Walau benar kaidah ini, tetapi tidak lantas mutlak. Karena, senjata digunakan tidak sampai melanggar hal lain yang wajib atau yang haram. Jadi, ada dua mekanisme ijtihad dalam masalah yang dibahas;
1-Kereferensian kaidah fikih.
2-Pembentukan gambaran umum melalui kasus-kasus parsial yang berlainan, yang mengantarkan pada pembentukan sebuah gambaran untuk menjadi suatu kaidah.
Prinsip Larangan Merugikan Manusia
Pembicaraan tentang masalah senjata pemusnah massal, terutama dalam kaitannya dengan persoalan lingkungan, dalam dua tahap berikut:
1-Kepemilikan senjata pemusnah masal; bolehkah negara Islam memiliki senjata pemusnah massal? Terlepas dari menggunakannya atau tidak. Untuk menjawabnya, dengan sejumlah kaidah fikih antara lain darinya yang terpenting ialah:
Kaidah pertama, prinsip hurmatul idhrâr bil insân” (larangan merugikan manusia); bahwa kepemilikan senjata pemusnah massal bisa tercakup oleh hukum bara`ah syariyah (tak ada dalil yang melarangnya).

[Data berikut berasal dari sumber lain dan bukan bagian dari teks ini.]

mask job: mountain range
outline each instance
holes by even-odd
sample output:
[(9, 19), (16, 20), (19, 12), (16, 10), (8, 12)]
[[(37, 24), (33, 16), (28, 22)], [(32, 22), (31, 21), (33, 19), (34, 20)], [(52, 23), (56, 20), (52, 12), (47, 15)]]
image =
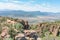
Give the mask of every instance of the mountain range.
[(27, 19), (30, 22), (53, 21), (60, 19), (60, 13), (40, 12), (40, 11), (23, 11), (23, 10), (0, 10), (0, 16), (18, 17)]
[(59, 16), (60, 13), (40, 12), (40, 11), (22, 11), (22, 10), (4, 10), (0, 11), (0, 16), (16, 17), (36, 17), (36, 16)]

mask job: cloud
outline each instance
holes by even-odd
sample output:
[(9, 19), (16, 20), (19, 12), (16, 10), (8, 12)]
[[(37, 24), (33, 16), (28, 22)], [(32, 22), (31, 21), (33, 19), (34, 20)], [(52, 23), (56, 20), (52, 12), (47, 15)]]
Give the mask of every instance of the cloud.
[(37, 6), (29, 6), (27, 4), (14, 4), (14, 3), (2, 3), (0, 2), (0, 9), (11, 9), (11, 10), (25, 10), (25, 11), (37, 11)]
[[(17, 1), (16, 1), (17, 2)], [(44, 4), (31, 4), (29, 2), (23, 3), (21, 2), (20, 4), (16, 3), (4, 3), (0, 2), (0, 10), (1, 9), (10, 9), (10, 10), (24, 10), (24, 11), (42, 11), (42, 12), (60, 12), (60, 9), (54, 8), (54, 7), (47, 7), (47, 5)]]

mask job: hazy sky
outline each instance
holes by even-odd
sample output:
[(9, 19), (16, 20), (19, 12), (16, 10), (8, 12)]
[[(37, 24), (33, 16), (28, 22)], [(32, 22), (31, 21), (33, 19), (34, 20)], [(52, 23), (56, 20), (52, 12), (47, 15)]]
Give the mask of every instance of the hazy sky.
[(0, 0), (0, 10), (60, 12), (60, 0)]

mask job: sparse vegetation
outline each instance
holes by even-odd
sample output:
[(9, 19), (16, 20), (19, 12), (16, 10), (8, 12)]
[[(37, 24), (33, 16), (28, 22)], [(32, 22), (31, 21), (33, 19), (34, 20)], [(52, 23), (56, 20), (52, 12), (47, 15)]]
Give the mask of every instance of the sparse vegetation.
[[(9, 17), (0, 17), (0, 40), (4, 27), (9, 28), (8, 34), (10, 35), (10, 40), (13, 40), (17, 33), (24, 33), (24, 25), (24, 20)], [(42, 40), (60, 39), (60, 21), (33, 24), (29, 25), (29, 27), (29, 30), (35, 30), (38, 37), (42, 38)], [(51, 35), (56, 38), (51, 37)]]

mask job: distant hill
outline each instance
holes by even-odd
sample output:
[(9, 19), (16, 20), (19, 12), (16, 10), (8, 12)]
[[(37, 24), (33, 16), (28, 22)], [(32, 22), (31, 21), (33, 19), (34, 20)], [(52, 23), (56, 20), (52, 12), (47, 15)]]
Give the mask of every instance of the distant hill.
[(40, 11), (22, 11), (22, 10), (2, 10), (0, 16), (8, 16), (28, 20), (29, 23), (38, 23), (44, 21), (60, 20), (60, 13), (40, 12)]
[(59, 16), (60, 13), (40, 12), (40, 11), (22, 11), (22, 10), (4, 10), (0, 11), (0, 16), (15, 17), (36, 17), (36, 16)]

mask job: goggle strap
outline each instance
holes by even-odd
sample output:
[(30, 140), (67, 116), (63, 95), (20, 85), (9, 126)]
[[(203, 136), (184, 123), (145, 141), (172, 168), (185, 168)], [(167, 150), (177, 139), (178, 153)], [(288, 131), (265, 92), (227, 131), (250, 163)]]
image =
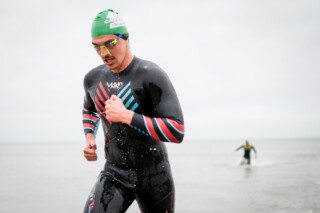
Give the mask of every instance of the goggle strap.
[(118, 40), (121, 38), (122, 34), (119, 34), (117, 39), (113, 40), (112, 43), (116, 44), (118, 42)]

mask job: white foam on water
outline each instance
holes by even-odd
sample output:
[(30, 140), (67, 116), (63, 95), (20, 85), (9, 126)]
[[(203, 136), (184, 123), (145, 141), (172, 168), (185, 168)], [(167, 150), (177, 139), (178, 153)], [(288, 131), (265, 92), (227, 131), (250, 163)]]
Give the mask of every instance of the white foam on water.
[(251, 158), (251, 165), (247, 165), (247, 164), (243, 164), (243, 161), (245, 161), (245, 159), (238, 158), (236, 160), (233, 160), (233, 162), (231, 162), (231, 166), (253, 166), (253, 167), (268, 167), (268, 166), (274, 166), (275, 163), (273, 161), (270, 160), (266, 160), (266, 159), (256, 159), (256, 158)]

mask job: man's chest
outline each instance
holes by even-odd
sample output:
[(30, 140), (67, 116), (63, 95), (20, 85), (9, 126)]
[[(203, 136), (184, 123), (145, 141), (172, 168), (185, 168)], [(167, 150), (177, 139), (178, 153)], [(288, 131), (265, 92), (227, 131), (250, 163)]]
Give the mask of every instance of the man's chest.
[(105, 111), (105, 102), (110, 99), (112, 95), (119, 97), (127, 109), (135, 111), (139, 107), (138, 97), (135, 94), (137, 84), (130, 79), (99, 79), (90, 90), (90, 96), (97, 111)]

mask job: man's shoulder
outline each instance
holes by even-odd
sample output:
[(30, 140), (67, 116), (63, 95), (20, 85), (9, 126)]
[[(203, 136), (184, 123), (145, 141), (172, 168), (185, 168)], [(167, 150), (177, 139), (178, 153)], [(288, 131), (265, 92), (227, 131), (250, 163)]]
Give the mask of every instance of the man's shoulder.
[(89, 88), (89, 87), (91, 87), (91, 85), (95, 84), (105, 68), (106, 68), (106, 66), (104, 64), (102, 64), (102, 65), (99, 65), (99, 66), (91, 69), (89, 72), (87, 72), (87, 74), (84, 77), (85, 87)]
[(166, 76), (165, 71), (156, 63), (145, 59), (138, 59), (138, 61), (139, 68), (136, 71), (137, 74), (143, 74), (146, 78)]
[(147, 71), (147, 72), (153, 72), (157, 70), (162, 70), (156, 63), (145, 60), (145, 59), (138, 59), (140, 61), (140, 70)]
[(87, 72), (86, 76), (100, 74), (105, 69), (105, 67), (106, 66), (104, 64), (101, 64), (101, 65), (91, 69), (89, 72)]
[(101, 64), (93, 69), (91, 69), (84, 77), (84, 80), (90, 80), (91, 78), (95, 78), (105, 69), (105, 65)]

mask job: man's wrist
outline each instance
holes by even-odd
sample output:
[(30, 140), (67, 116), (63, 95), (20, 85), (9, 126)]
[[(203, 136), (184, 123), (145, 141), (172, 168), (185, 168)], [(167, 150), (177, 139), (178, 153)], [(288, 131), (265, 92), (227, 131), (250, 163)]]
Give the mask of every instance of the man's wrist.
[(86, 141), (89, 141), (89, 140), (92, 140), (92, 139), (95, 139), (96, 137), (94, 136), (94, 134), (92, 133), (87, 133), (86, 134)]
[(128, 126), (130, 126), (133, 115), (134, 115), (133, 111), (126, 109), (125, 112), (122, 114), (122, 123), (125, 123)]

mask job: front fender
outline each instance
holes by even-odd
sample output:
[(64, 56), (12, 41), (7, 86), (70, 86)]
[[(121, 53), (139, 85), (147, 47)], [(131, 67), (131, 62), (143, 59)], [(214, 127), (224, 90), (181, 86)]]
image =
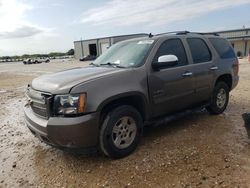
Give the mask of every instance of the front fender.
[(86, 113), (99, 111), (108, 102), (125, 96), (138, 95), (149, 101), (144, 67), (90, 80), (73, 87), (70, 93), (83, 92), (87, 93)]
[(113, 101), (117, 101), (117, 100), (122, 100), (124, 98), (127, 97), (139, 97), (140, 99), (142, 99), (143, 104), (146, 106), (148, 106), (148, 101), (146, 96), (138, 91), (131, 91), (131, 92), (126, 92), (126, 93), (120, 93), (114, 96), (111, 96), (107, 99), (105, 99), (97, 108), (97, 111), (101, 111), (103, 109), (104, 106), (108, 105), (109, 103), (113, 102)]

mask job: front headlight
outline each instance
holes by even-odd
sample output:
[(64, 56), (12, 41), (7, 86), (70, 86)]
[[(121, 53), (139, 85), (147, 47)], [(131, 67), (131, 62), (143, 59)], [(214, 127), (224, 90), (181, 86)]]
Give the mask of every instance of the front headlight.
[(86, 94), (56, 95), (54, 112), (56, 115), (77, 115), (84, 112)]

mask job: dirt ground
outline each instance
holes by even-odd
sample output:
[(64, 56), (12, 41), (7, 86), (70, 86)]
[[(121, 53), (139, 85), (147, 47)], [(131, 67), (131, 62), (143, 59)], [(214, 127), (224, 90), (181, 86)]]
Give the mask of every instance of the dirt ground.
[(24, 124), (26, 85), (36, 76), (86, 63), (0, 64), (0, 187), (250, 187), (250, 62), (222, 115), (192, 113), (145, 130), (138, 149), (112, 160), (41, 143)]

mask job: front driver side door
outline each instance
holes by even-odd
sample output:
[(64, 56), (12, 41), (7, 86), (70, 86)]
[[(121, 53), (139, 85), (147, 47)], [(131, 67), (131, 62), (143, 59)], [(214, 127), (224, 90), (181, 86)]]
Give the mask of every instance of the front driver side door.
[(160, 70), (151, 70), (148, 75), (149, 93), (153, 116), (176, 112), (192, 105), (194, 100), (194, 78), (181, 39), (162, 42), (153, 62), (162, 55), (175, 55), (178, 63)]

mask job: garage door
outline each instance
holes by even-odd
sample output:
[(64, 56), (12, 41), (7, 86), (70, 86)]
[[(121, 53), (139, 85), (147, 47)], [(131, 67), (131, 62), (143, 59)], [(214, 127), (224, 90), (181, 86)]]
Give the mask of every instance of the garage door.
[(101, 43), (101, 52), (104, 53), (109, 48), (109, 43)]

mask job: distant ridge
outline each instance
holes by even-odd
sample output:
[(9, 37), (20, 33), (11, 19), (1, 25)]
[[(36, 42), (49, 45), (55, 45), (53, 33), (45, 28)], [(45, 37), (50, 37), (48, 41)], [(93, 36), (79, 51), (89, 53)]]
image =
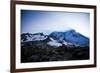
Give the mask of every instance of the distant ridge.
[[(46, 45), (59, 47), (61, 45), (74, 45), (81, 47), (89, 47), (89, 38), (76, 32), (75, 30), (67, 30), (65, 32), (51, 32), (49, 35), (43, 33), (22, 33), (21, 42), (42, 42)], [(44, 42), (45, 41), (45, 42)]]

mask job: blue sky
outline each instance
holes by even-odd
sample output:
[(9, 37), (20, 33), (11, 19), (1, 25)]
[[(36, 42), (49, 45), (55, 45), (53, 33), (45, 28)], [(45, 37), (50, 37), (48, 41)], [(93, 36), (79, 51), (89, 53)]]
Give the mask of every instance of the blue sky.
[(21, 33), (49, 34), (74, 29), (89, 37), (89, 25), (89, 13), (21, 10)]

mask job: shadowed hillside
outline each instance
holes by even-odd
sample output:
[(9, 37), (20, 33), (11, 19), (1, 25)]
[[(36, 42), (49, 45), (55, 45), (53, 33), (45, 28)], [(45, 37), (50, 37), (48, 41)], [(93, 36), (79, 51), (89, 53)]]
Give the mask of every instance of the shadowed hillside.
[(67, 61), (89, 59), (89, 47), (39, 48), (22, 46), (21, 62)]

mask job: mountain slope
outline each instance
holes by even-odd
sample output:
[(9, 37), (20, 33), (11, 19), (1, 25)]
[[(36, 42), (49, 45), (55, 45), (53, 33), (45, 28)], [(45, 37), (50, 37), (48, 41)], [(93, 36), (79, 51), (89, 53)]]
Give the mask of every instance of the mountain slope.
[(89, 59), (89, 39), (75, 30), (21, 34), (21, 62)]
[[(74, 45), (76, 47), (89, 47), (89, 39), (75, 30), (68, 30), (66, 32), (52, 32), (50, 35), (43, 33), (24, 33), (21, 34), (21, 42), (34, 42), (38, 44), (59, 47), (62, 45)], [(43, 46), (42, 44), (42, 46)]]
[(23, 33), (23, 34), (21, 34), (22, 42), (40, 41), (40, 40), (45, 40), (46, 38), (47, 38), (47, 36), (44, 35), (43, 33), (36, 33), (36, 34)]
[(56, 40), (59, 40), (59, 42), (64, 40), (74, 44), (75, 46), (89, 46), (89, 39), (75, 30), (69, 30), (66, 32), (52, 32), (50, 36)]

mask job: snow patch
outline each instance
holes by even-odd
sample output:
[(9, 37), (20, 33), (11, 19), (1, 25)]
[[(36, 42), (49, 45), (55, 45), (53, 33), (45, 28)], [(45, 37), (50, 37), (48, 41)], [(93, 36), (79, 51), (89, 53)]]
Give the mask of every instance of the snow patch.
[(59, 47), (59, 46), (62, 45), (61, 43), (59, 43), (58, 41), (54, 40), (53, 38), (50, 38), (50, 40), (51, 41), (47, 43), (48, 45), (55, 46), (55, 47)]
[(26, 39), (25, 41), (21, 40), (21, 42), (29, 42), (29, 41), (41, 41), (47, 39), (47, 36), (41, 36), (41, 35), (25, 35)]

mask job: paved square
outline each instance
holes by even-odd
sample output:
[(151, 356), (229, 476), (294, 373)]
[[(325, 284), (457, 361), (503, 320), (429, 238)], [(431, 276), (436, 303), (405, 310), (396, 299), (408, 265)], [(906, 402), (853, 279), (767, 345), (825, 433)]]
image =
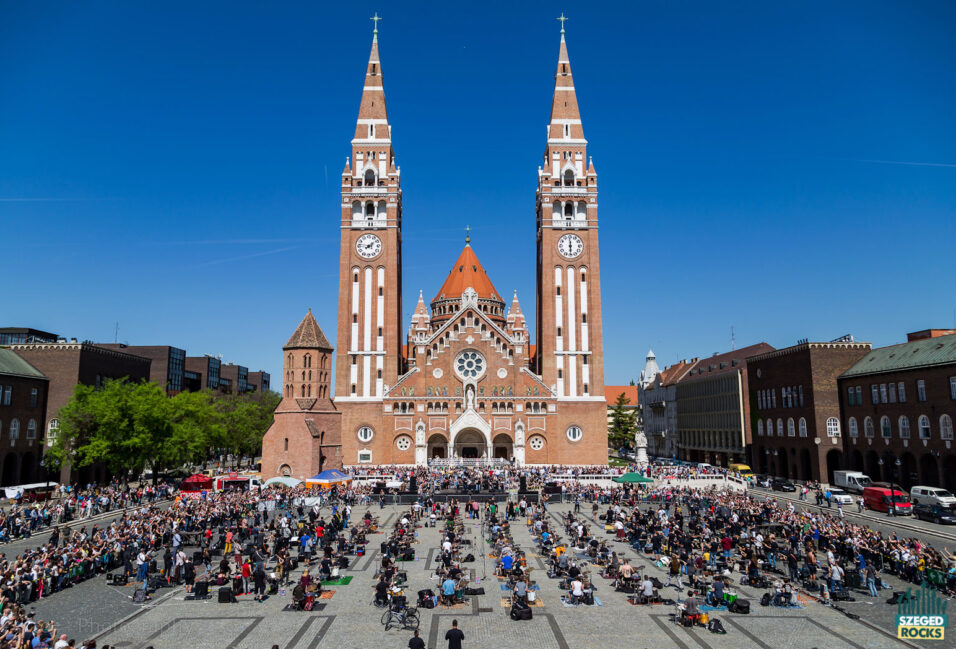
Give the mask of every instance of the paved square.
[[(557, 520), (568, 506), (556, 506), (552, 518)], [(374, 513), (383, 521), (394, 520), (397, 508)], [(360, 517), (364, 508), (355, 508)], [(383, 526), (386, 527), (386, 526)], [(920, 645), (897, 640), (889, 629), (851, 620), (833, 609), (808, 601), (804, 608), (780, 610), (759, 605), (760, 592), (737, 587), (749, 599), (750, 615), (718, 612), (727, 630), (715, 635), (704, 629), (685, 629), (675, 625), (667, 606), (632, 606), (622, 593), (611, 589), (611, 582), (597, 578), (596, 596), (600, 606), (565, 607), (556, 580), (548, 579), (544, 562), (533, 553), (528, 529), (519, 521), (513, 525), (516, 543), (528, 552), (532, 578), (538, 583), (543, 606), (535, 607), (530, 621), (515, 622), (508, 617), (508, 608), (501, 606), (502, 591), (493, 575), (493, 560), (481, 538), (480, 526), (466, 521), (466, 537), (471, 539), (474, 563), (463, 567), (472, 571), (474, 585), (485, 588), (485, 594), (473, 597), (455, 609), (442, 607), (421, 610), (420, 633), (430, 649), (445, 646), (444, 634), (452, 619), (457, 619), (465, 634), (465, 647), (494, 649), (570, 649), (572, 647), (650, 647), (693, 649), (901, 649)], [(436, 528), (419, 528), (415, 545), (415, 561), (400, 563), (408, 573), (406, 592), (410, 599), (423, 588), (435, 588), (431, 579), (435, 548), (439, 537)], [(411, 632), (386, 632), (380, 623), (382, 611), (372, 605), (373, 575), (380, 559), (379, 543), (384, 534), (370, 537), (369, 554), (352, 562), (347, 574), (354, 579), (348, 585), (335, 586), (335, 595), (324, 600), (321, 612), (283, 611), (289, 603), (287, 595), (273, 596), (263, 603), (240, 597), (236, 604), (219, 604), (215, 598), (183, 601), (182, 590), (160, 591), (152, 605), (139, 609), (126, 620), (100, 635), (102, 644), (115, 644), (122, 649), (269, 649), (277, 644), (282, 649), (395, 649), (405, 647)], [(600, 537), (599, 537), (600, 538)], [(615, 549), (624, 549), (616, 545)], [(627, 548), (625, 555), (634, 565), (649, 565), (644, 557), (635, 557)], [(660, 577), (663, 572), (657, 569)], [(106, 588), (101, 584), (95, 588)], [(673, 591), (665, 590), (666, 597)], [(51, 598), (52, 600), (53, 598)], [(859, 602), (861, 607), (884, 606)], [(848, 604), (848, 610), (852, 604)], [(55, 617), (55, 616), (54, 616)], [(925, 644), (922, 646), (932, 646)], [(937, 645), (938, 646), (938, 645)]]

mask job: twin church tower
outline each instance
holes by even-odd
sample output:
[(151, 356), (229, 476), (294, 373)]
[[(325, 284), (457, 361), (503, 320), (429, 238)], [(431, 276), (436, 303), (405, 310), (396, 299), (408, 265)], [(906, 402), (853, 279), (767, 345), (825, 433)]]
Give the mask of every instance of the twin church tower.
[(517, 292), (506, 303), (468, 237), (402, 335), (401, 170), (382, 79), (376, 29), (342, 171), (336, 346), (310, 311), (283, 347), (263, 477), (442, 458), (606, 464), (597, 173), (563, 23), (538, 168), (533, 338)]

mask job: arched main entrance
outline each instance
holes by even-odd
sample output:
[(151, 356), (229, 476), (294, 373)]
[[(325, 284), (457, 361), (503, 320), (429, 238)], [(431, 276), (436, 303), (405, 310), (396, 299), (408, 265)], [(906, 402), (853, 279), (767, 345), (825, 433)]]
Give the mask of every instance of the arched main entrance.
[(939, 487), (939, 469), (936, 466), (936, 456), (932, 453), (923, 453), (919, 459), (920, 484)]
[(488, 457), (488, 445), (480, 430), (467, 429), (455, 435), (455, 456), (466, 460)]
[(810, 449), (800, 449), (800, 479), (813, 480), (813, 469), (810, 466)]

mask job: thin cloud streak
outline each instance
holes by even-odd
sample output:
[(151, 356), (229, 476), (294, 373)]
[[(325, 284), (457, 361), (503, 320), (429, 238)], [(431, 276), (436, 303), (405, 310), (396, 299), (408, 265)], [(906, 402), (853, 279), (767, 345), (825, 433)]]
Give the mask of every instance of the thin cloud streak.
[(276, 248), (275, 250), (266, 250), (264, 252), (255, 252), (251, 255), (240, 255), (238, 257), (227, 257), (226, 259), (214, 259), (212, 261), (203, 262), (201, 264), (196, 264), (190, 268), (204, 268), (206, 266), (215, 266), (216, 264), (227, 264), (232, 261), (242, 261), (244, 259), (253, 259), (255, 257), (265, 257), (266, 255), (277, 255), (280, 252), (287, 252), (289, 250), (297, 250), (302, 246), (287, 246), (285, 248)]
[(331, 237), (318, 239), (207, 239), (203, 241), (152, 241), (157, 246), (226, 246), (261, 243), (320, 243), (332, 241)]
[(956, 168), (956, 164), (945, 162), (909, 162), (907, 160), (860, 160), (853, 159), (854, 162), (872, 162), (880, 165), (903, 165), (906, 167), (951, 167)]
[(121, 201), (122, 198), (52, 198), (52, 197), (36, 197), (30, 198), (25, 196), (14, 196), (9, 198), (0, 198), (0, 203), (85, 203), (92, 201)]

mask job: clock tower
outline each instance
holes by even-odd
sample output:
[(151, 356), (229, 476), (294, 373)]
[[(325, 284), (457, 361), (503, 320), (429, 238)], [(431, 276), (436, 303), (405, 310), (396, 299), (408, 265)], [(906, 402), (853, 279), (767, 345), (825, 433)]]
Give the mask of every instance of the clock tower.
[(604, 400), (597, 173), (587, 154), (564, 39), (538, 168), (535, 367), (559, 401)]
[(385, 109), (378, 22), (352, 156), (342, 172), (335, 401), (381, 401), (402, 373), (402, 189)]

Namun ada intervensi dari sebuah kaidah yang memberi syarat bagi hal ini, yaitu, tidak dalam rangka merusak lingkungan, termasuk membahayakan manusia atau merugikan apa-apa yang berkaitan dengan dirinya.
Qaid atau syarat yang dimaksud ialah bahwa alam dengan pandangan global- bukanlah milik personal. Tetapi milik manusia, termasuk generasi-generasi datang. Bahaya atau kerugian yang dikatakan, tidak hanya berkaitan dengan siapa yang hidup kini saja. Secara urf berlaku juga pada generasi-generasi datang.